For the point 1 it depends on your real hardware, any of the 64 bits processors at the day I am writing this (Sept 2022) are not apt to install Windows 11. The solution is to select passthrough CPU if your host runs in a 9th generation Intel or newer.

Point 2 was more challenging. This are the steps to solve it:

  1. Change from BIOS to UEFI
  2. Setup secure boot for KVM.
  3. Apparmor issue to be solved if happen

1) Changing BIOS to UEFI

With the guest KVM Windows 10 Version 21H1 or newer open cmd (command line) as administrator and type from Windows/system32 mbr2gpt /validate /allowFullOS. If the output is successful, then type mbr2gpt /convert /allowFullOS. If you see error messages starting MBR2GPT at the end ignore them (more precise instructions and troubleshooting, see this page: https://geekflare.com/change-bios-mode-from-legacy-to-uefi/)

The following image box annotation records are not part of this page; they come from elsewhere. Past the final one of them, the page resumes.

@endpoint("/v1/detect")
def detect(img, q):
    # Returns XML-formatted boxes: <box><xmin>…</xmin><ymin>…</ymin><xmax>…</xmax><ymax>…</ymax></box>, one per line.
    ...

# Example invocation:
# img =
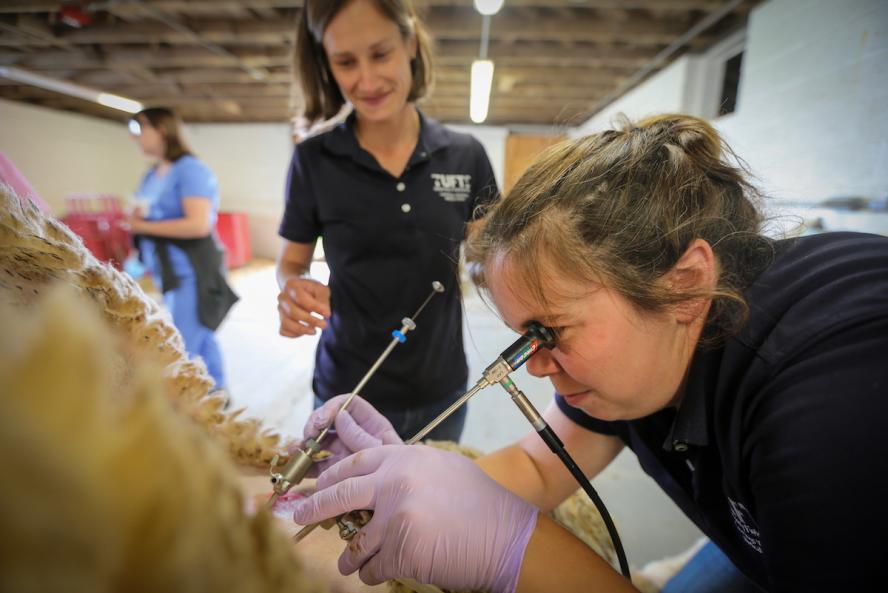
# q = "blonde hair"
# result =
<box><xmin>0</xmin><ymin>183</ymin><xmax>286</xmax><ymax>467</ymax></box>
<box><xmin>467</xmin><ymin>114</ymin><xmax>772</xmax><ymax>338</ymax></box>
<box><xmin>0</xmin><ymin>287</ymin><xmax>319</xmax><ymax>593</ymax></box>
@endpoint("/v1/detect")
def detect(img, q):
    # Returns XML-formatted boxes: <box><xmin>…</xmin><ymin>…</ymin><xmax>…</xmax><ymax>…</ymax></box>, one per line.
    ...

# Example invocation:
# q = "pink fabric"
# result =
<box><xmin>293</xmin><ymin>394</ymin><xmax>404</xmax><ymax>478</ymax></box>
<box><xmin>0</xmin><ymin>152</ymin><xmax>50</xmax><ymax>212</ymax></box>
<box><xmin>293</xmin><ymin>444</ymin><xmax>538</xmax><ymax>593</ymax></box>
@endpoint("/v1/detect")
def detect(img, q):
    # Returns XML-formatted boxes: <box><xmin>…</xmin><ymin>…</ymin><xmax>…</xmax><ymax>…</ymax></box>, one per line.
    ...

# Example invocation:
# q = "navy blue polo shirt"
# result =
<box><xmin>279</xmin><ymin>108</ymin><xmax>498</xmax><ymax>411</ymax></box>
<box><xmin>556</xmin><ymin>233</ymin><xmax>888</xmax><ymax>593</ymax></box>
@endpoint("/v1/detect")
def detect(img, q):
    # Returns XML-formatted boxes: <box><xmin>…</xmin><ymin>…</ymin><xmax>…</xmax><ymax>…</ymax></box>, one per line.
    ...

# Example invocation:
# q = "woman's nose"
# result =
<box><xmin>527</xmin><ymin>348</ymin><xmax>561</xmax><ymax>377</ymax></box>
<box><xmin>358</xmin><ymin>62</ymin><xmax>378</xmax><ymax>91</ymax></box>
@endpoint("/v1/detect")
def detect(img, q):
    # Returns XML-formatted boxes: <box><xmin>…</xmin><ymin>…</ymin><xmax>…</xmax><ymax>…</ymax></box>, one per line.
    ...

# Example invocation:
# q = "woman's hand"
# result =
<box><xmin>293</xmin><ymin>445</ymin><xmax>538</xmax><ymax>593</ymax></box>
<box><xmin>278</xmin><ymin>277</ymin><xmax>330</xmax><ymax>338</ymax></box>
<box><xmin>291</xmin><ymin>395</ymin><xmax>404</xmax><ymax>478</ymax></box>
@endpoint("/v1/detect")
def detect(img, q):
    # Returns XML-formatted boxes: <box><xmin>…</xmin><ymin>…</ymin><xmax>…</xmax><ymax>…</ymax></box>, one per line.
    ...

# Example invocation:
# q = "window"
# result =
<box><xmin>718</xmin><ymin>51</ymin><xmax>743</xmax><ymax>115</ymax></box>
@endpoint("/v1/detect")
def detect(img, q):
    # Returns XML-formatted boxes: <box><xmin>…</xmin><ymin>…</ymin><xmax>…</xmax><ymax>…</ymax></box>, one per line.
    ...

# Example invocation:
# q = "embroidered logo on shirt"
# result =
<box><xmin>432</xmin><ymin>173</ymin><xmax>472</xmax><ymax>202</ymax></box>
<box><xmin>728</xmin><ymin>498</ymin><xmax>762</xmax><ymax>554</ymax></box>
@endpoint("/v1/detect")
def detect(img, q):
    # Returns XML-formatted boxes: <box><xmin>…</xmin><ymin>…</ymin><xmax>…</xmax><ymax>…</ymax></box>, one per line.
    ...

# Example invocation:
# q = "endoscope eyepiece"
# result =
<box><xmin>524</xmin><ymin>321</ymin><xmax>555</xmax><ymax>350</ymax></box>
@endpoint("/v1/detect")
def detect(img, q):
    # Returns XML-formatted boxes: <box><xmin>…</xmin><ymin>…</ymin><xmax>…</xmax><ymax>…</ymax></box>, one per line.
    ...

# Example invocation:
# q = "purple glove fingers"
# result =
<box><xmin>335</xmin><ymin>410</ymin><xmax>382</xmax><ymax>451</ymax></box>
<box><xmin>302</xmin><ymin>394</ymin><xmax>357</xmax><ymax>439</ymax></box>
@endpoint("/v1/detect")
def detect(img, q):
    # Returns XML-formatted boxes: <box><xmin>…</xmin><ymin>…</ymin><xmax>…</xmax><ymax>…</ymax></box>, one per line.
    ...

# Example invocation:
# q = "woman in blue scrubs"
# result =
<box><xmin>129</xmin><ymin>107</ymin><xmax>236</xmax><ymax>390</ymax></box>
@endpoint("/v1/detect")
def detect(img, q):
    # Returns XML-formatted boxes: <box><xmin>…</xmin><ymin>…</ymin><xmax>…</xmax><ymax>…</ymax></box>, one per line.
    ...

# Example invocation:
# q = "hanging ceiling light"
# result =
<box><xmin>469</xmin><ymin>60</ymin><xmax>493</xmax><ymax>124</ymax></box>
<box><xmin>469</xmin><ymin>7</ymin><xmax>503</xmax><ymax>124</ymax></box>
<box><xmin>475</xmin><ymin>0</ymin><xmax>503</xmax><ymax>16</ymax></box>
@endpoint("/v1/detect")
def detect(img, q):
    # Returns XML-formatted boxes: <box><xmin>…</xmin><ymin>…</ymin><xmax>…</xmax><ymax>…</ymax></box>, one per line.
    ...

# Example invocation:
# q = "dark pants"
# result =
<box><xmin>314</xmin><ymin>390</ymin><xmax>467</xmax><ymax>442</ymax></box>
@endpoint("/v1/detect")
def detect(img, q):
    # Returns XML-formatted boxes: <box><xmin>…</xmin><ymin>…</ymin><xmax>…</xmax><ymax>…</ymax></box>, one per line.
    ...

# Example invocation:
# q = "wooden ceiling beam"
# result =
<box><xmin>0</xmin><ymin>47</ymin><xmax>292</xmax><ymax>70</ymax></box>
<box><xmin>435</xmin><ymin>40</ymin><xmax>659</xmax><ymax>69</ymax></box>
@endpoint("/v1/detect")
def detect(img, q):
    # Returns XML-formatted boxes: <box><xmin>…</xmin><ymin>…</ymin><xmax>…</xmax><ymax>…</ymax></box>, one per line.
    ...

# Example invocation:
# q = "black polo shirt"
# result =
<box><xmin>556</xmin><ymin>233</ymin><xmax>888</xmax><ymax>593</ymax></box>
<box><xmin>279</xmin><ymin>108</ymin><xmax>498</xmax><ymax>411</ymax></box>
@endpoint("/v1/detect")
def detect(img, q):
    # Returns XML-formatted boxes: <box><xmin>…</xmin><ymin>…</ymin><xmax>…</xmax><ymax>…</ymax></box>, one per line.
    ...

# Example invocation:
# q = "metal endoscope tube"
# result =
<box><xmin>267</xmin><ymin>280</ymin><xmax>444</xmax><ymax>508</ymax></box>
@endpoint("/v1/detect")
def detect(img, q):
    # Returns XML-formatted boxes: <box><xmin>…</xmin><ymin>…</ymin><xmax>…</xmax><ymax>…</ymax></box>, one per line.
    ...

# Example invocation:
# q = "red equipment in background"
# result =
<box><xmin>216</xmin><ymin>212</ymin><xmax>252</xmax><ymax>268</ymax></box>
<box><xmin>62</xmin><ymin>193</ymin><xmax>132</xmax><ymax>270</ymax></box>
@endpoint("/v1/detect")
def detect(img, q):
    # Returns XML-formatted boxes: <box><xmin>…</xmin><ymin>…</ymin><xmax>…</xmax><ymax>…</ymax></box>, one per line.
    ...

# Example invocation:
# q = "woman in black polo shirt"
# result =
<box><xmin>277</xmin><ymin>0</ymin><xmax>498</xmax><ymax>440</ymax></box>
<box><xmin>295</xmin><ymin>115</ymin><xmax>888</xmax><ymax>593</ymax></box>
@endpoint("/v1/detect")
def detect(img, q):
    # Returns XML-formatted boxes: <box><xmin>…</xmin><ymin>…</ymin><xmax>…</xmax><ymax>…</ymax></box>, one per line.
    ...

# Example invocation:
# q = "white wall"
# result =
<box><xmin>716</xmin><ymin>0</ymin><xmax>888</xmax><ymax>201</ymax></box>
<box><xmin>0</xmin><ymin>100</ymin><xmax>508</xmax><ymax>258</ymax></box>
<box><xmin>0</xmin><ymin>100</ymin><xmax>146</xmax><ymax>215</ymax></box>
<box><xmin>574</xmin><ymin>0</ymin><xmax>888</xmax><ymax>208</ymax></box>
<box><xmin>186</xmin><ymin>124</ymin><xmax>508</xmax><ymax>258</ymax></box>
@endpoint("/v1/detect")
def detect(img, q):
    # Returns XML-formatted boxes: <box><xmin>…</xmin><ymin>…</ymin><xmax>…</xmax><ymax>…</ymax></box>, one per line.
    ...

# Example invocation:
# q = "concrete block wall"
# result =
<box><xmin>575</xmin><ymin>0</ymin><xmax>888</xmax><ymax>206</ymax></box>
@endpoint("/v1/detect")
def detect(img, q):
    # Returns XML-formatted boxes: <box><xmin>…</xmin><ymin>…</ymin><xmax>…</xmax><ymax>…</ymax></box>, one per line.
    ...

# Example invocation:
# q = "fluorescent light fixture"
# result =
<box><xmin>0</xmin><ymin>66</ymin><xmax>142</xmax><ymax>113</ymax></box>
<box><xmin>469</xmin><ymin>60</ymin><xmax>493</xmax><ymax>124</ymax></box>
<box><xmin>97</xmin><ymin>93</ymin><xmax>142</xmax><ymax>113</ymax></box>
<box><xmin>475</xmin><ymin>0</ymin><xmax>504</xmax><ymax>15</ymax></box>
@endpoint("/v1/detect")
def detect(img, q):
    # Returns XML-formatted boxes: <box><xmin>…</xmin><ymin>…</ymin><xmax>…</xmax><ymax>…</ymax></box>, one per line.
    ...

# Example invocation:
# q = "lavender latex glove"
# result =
<box><xmin>297</xmin><ymin>395</ymin><xmax>404</xmax><ymax>478</ymax></box>
<box><xmin>293</xmin><ymin>445</ymin><xmax>538</xmax><ymax>593</ymax></box>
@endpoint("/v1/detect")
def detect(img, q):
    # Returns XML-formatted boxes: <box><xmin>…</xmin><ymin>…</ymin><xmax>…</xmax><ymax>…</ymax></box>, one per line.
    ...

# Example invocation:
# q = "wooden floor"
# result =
<box><xmin>218</xmin><ymin>261</ymin><xmax>700</xmax><ymax>566</ymax></box>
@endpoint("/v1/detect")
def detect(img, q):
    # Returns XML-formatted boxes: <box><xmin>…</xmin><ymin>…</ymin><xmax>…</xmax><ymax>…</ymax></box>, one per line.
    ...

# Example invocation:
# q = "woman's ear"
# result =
<box><xmin>664</xmin><ymin>239</ymin><xmax>718</xmax><ymax>323</ymax></box>
<box><xmin>407</xmin><ymin>31</ymin><xmax>419</xmax><ymax>60</ymax></box>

If all goes well turn off the VM and continue with

2) Setup secure boot for KVM

In ubuntu 22.04 if you have installed KVM this is not necessary, but check the directory /usr/share/OVMF/. If it exists and have many files with extension .fd, all is there; otherwise, type sudo apt install ovmf.

From terminal type virsh edit <Domain Name> and look for the entry <smm state='on'/> inside features tag. If it is not there, type it.

Now look for the entry tag os and make it something like this:

<os>
  <type arch='x86_64' machine='pc-q35-3.1'>hvm</type>
  <loader readonly='yes' secure='yes' type='pflash'>/usr/share/OVMF/OVMF_CODE.fd</loader>
  <nvram template='/usr/share/OVMF/OVMF_CODE.secboot.fd'>/usr/share/OVMF/OVMF_CODE.secboot.fd</nvram>
  <boot dev='hd'/>
  <bootmenu enable='yes'/> //Can be 'no' if you want
</os>

Due to the fact that the VM was BIOS before, eliminate the entry <boot order='1'/> which is inside disk which is inside devices tag. Now save (ctrl+o) and exit (ctrl+x). If all went well it returns something like "Domain Domain Name XML configuration edited.". Part of the information to make this configuration in ubuntu came from https://specs.openstack.org/openstack/nova-specs/specs/train/approved/allow-secure-boot-for-qemu-kvm-guests.html

At this point if all goes well Windows 10 guest is ready to start to upgrade to Windows 11. However, if there is a problem with apparmor this is the work around I did because I tried other solutions like reinstall apparmor but it does not work.

3) Apparmor issue to be solved if happen

Just when the VM starts there is an error with Apparmor that does not found a file for the libvirt-hard drive UUID- The work around is to create a new VM using virsh or the GUI with UEFI and secure boot adding all the hardware required (TPM 2.0 and passthrough CPU) and all the other hardware you have had on the not bootable one, but the hard drive to be used is the same hard drive used by the non-bootable one. If you come up with a solution to this problem please give me a hand. Last time I solved an apparmor issue was reconfiguring it and I don't remember the steps.

Start your VM with Windows 10 and follow the official steps. Hope this be useful.